Here's some test data that can replicate this example:
{"text":" Did you get a gnarly headache?","meta":{"id":"em6li1v"}}
{"text":" I still get miserable insomnia (unavoidable due to the spiked Dopamine levels) and the occasional aches and lethargy, but other than that I have virtually no withdrawals.","meta":{"id":"em6kz4v"}}
I have patterns matching symptoms as following:
{"label": "SYMPTOM", "pattern": [{"LOWER": "headache"}]}
{"label": "SYMPTOM", "pattern": [{"LOWER": "insomina"}]}
{"label": "SYMPTOM", "pattern": [{"LOWER": "aches"}]}
{"label": "SYMPTOM", "pattern": [{"LOWER": "lethargy"}]}
So I start up with the following command:
prodigy ner.teach test_1 en_core_web_lg prodigy_data/test.jsonl --label SYMPTOM --patterns prodigy_data/patterns.jsonl
It gives me 4 tasks and then says there's nothing else in the queue.
I save the annotations, then run the following command, which I would expect to tell me that there's nothing in the queue, since I've annotated all the examples and am now excluding the test_1
dataset:
prodigy ner.teach test_2 en_core_web_lg prodigy_data/test.jsonl --label SYMPTOM --patterns prodigy_data/patterns.jsonl --exclude test_1
But, I'm back at the start with the first example from the source:
I would expect this to say "no tasks available" since I told it to exclude what's already been annotated from the test_1
dataset. Anyway, for further experimentation I completed this session and saved the results in dataset test_2
.
Running db-out
on both datasets tells me that the examples have the same _input_hash
and _task_hash
as well.
Running prodigy db-merge test_1,test_2 test_3
doesn't merge any of the examples, and then prodigy db-out test_3 test_3_out
tells me that there's 8 (expecting 4) examples in the merged dataset.

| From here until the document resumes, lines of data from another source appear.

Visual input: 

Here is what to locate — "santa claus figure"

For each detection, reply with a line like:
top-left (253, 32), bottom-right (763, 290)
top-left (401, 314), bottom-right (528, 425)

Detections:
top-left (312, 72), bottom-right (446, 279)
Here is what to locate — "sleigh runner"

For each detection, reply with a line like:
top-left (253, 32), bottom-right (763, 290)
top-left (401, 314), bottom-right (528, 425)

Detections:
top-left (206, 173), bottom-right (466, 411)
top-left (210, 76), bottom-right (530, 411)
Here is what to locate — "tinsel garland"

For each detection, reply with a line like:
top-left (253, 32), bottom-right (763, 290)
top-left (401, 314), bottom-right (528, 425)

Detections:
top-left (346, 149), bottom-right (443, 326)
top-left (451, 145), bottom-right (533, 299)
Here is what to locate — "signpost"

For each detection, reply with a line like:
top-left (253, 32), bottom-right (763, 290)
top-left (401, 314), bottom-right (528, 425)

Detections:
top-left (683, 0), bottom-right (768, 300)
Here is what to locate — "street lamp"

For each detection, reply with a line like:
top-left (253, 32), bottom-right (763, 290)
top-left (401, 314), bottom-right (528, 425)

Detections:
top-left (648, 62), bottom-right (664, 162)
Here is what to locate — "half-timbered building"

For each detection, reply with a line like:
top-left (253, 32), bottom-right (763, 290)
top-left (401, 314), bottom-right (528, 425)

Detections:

Some other posts I've looked at to try and figure this out:
- Continue to annotate same data in new session
- --exclude is not working for ner.make-gold on same dataset
- Duplicated examples in NER.teach & large jsonl files
I'm a little stumped here. Is this the intended behavior of --exclude
and I'm missing part of the wider annotation process? Are the patterns overriding examples that would be excluded? Is it an issue with the hashing logic?
For more context, my actual use case is I have a very large source dataset I want to annotate over several sessions, starting with ner.teach
, and I don't want to repeat an annotation for an example I've already seen.
edit: I'm on prodigy 1.10.1 on macOS.